10. Term & Termination of the Contract
10.1 The contract term is governed by the Offer/Order Form.10.2 Extraordinary termination for good cause remains reserved for both parties if the statutory requirements are met. A good cause for the Provider exists in particular if the Customer is in arrears with the payment of due remuneration for more than two months despite a reminder. If the Customer is responsible for the reason for termination, the Customer is obliged to pay the Provider the agreed remuneration less expenses saved by the Provider up to the date on which the contract would end at the earliest in the event of ordinary termination.10.3 Termination declarations require text form to be effective. Adherence to this form is a prerequisite for the effectiveness of the termination.

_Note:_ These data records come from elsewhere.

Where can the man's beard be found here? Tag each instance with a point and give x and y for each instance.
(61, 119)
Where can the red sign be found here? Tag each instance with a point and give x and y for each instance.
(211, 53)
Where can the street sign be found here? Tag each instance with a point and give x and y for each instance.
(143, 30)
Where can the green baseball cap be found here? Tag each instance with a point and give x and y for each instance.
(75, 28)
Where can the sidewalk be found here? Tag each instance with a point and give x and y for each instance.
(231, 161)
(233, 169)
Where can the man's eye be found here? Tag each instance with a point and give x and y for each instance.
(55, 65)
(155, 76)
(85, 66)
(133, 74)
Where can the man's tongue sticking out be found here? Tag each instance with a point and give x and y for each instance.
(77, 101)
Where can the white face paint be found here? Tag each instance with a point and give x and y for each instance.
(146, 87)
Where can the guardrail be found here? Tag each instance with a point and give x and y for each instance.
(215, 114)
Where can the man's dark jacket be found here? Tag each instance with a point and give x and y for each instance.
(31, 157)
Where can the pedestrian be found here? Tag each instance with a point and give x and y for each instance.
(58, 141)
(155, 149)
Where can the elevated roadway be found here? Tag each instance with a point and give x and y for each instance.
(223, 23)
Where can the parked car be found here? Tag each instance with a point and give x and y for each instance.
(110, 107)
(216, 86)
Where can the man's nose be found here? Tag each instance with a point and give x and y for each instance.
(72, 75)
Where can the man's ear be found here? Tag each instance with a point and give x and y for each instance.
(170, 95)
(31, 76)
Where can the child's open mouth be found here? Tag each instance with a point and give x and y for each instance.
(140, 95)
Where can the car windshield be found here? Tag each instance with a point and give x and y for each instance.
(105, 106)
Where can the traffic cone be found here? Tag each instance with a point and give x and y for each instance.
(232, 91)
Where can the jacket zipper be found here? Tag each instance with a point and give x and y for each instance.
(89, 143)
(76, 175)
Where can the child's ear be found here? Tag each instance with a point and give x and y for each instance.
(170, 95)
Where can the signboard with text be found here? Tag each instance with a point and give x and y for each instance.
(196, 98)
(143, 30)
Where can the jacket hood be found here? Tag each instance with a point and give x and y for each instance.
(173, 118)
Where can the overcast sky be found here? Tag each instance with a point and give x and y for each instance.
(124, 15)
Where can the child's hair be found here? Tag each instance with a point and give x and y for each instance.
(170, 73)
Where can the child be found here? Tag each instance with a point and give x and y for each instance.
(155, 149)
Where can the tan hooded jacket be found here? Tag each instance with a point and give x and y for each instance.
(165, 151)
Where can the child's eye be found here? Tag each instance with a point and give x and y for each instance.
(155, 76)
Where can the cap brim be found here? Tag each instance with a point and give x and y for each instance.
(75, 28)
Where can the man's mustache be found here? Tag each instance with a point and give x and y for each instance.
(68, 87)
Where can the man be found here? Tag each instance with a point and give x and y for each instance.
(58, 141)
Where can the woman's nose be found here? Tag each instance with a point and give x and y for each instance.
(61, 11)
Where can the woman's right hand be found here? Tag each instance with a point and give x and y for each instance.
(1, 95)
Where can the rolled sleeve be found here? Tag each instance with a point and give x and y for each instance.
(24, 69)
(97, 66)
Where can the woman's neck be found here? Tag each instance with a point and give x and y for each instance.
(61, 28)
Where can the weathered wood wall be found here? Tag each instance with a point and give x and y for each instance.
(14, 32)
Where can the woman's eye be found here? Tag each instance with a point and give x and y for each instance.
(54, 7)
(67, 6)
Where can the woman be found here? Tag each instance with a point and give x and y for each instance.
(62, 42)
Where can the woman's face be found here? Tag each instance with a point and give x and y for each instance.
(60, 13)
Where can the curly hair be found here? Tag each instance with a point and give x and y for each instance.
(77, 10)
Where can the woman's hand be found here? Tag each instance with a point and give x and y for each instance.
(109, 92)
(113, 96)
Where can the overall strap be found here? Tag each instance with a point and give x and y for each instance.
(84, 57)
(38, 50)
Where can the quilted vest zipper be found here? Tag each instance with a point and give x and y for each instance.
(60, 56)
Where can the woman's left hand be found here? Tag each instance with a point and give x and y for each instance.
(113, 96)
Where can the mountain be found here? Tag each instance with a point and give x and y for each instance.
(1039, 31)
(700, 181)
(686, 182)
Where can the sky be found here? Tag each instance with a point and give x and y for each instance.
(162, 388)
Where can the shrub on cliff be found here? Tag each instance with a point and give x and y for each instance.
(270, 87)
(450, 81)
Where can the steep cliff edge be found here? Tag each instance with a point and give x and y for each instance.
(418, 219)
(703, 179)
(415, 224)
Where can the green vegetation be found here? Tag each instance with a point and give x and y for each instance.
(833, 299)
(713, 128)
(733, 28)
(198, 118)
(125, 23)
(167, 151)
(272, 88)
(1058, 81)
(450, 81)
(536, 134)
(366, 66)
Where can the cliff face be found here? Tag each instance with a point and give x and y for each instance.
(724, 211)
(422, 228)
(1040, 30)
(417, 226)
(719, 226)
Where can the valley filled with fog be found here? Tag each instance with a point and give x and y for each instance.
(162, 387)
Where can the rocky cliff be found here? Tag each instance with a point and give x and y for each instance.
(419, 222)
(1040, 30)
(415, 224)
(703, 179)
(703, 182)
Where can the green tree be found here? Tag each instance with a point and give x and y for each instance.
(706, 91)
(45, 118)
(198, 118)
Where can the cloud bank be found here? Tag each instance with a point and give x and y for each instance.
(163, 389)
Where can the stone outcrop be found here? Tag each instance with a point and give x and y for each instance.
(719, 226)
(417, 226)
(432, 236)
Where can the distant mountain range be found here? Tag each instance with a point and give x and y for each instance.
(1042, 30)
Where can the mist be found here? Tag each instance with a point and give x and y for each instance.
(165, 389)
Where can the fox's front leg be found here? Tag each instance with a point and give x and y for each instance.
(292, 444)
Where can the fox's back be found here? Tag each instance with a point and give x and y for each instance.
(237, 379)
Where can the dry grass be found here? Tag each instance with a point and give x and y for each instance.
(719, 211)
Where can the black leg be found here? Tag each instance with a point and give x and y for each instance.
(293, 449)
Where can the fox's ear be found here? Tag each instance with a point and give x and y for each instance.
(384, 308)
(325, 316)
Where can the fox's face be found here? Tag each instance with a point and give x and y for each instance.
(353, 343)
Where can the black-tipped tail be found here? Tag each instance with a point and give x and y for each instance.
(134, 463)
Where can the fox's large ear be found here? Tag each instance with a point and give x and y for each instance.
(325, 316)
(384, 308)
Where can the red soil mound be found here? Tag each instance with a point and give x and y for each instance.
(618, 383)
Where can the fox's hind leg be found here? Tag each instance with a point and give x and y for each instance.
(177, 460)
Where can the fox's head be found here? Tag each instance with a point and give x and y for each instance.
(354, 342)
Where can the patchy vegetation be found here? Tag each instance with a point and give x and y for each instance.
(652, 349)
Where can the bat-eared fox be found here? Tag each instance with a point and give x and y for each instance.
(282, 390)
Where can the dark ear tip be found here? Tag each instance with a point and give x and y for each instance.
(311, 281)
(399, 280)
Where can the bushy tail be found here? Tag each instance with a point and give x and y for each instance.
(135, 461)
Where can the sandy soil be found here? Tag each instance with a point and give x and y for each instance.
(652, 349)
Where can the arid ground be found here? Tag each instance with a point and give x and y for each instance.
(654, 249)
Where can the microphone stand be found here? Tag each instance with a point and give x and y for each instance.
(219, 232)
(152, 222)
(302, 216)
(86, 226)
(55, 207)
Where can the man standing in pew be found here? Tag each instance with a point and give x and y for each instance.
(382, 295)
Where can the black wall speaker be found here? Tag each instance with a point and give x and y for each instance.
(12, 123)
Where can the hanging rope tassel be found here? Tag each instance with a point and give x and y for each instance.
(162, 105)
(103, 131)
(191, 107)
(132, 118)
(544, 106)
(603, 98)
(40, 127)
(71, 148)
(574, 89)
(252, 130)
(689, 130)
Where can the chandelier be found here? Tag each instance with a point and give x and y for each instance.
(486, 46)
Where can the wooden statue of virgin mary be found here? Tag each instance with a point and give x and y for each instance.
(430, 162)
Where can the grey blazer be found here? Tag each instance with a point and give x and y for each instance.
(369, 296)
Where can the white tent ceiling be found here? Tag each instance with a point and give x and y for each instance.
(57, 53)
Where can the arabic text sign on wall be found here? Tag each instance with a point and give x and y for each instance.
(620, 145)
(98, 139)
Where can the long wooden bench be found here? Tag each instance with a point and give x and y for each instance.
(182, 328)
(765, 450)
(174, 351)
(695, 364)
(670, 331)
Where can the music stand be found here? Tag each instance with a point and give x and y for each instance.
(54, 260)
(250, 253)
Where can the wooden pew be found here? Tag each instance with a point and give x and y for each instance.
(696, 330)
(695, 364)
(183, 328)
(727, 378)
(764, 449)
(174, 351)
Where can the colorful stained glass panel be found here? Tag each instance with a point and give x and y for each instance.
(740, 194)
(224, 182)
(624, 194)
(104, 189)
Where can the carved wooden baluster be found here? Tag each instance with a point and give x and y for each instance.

Telefax and e-mail do not satisfy the written form requirement.10.4 After termination of the contract, the Provider must return to the Customer all documents provided by the Customer and still in the possession of the Provider as well as data carriers related to the present contract and delete the data stored by the Provider, insofar as no retention obligations or rights exist.
11. Final Provisions
11.1 Should a provision of these GTC be invalid or unenforceable, the validity of the remaining provisions shall remain unaffected. The invalid or unenforceable provision shall be deemed replaced by a valid provision that comes closest to the economic purpose of the original provision.11.2 The law of the Federal Republic of Germany applies. The place of jurisdiction for all disputes arising from this contract is the registered office of the Provider.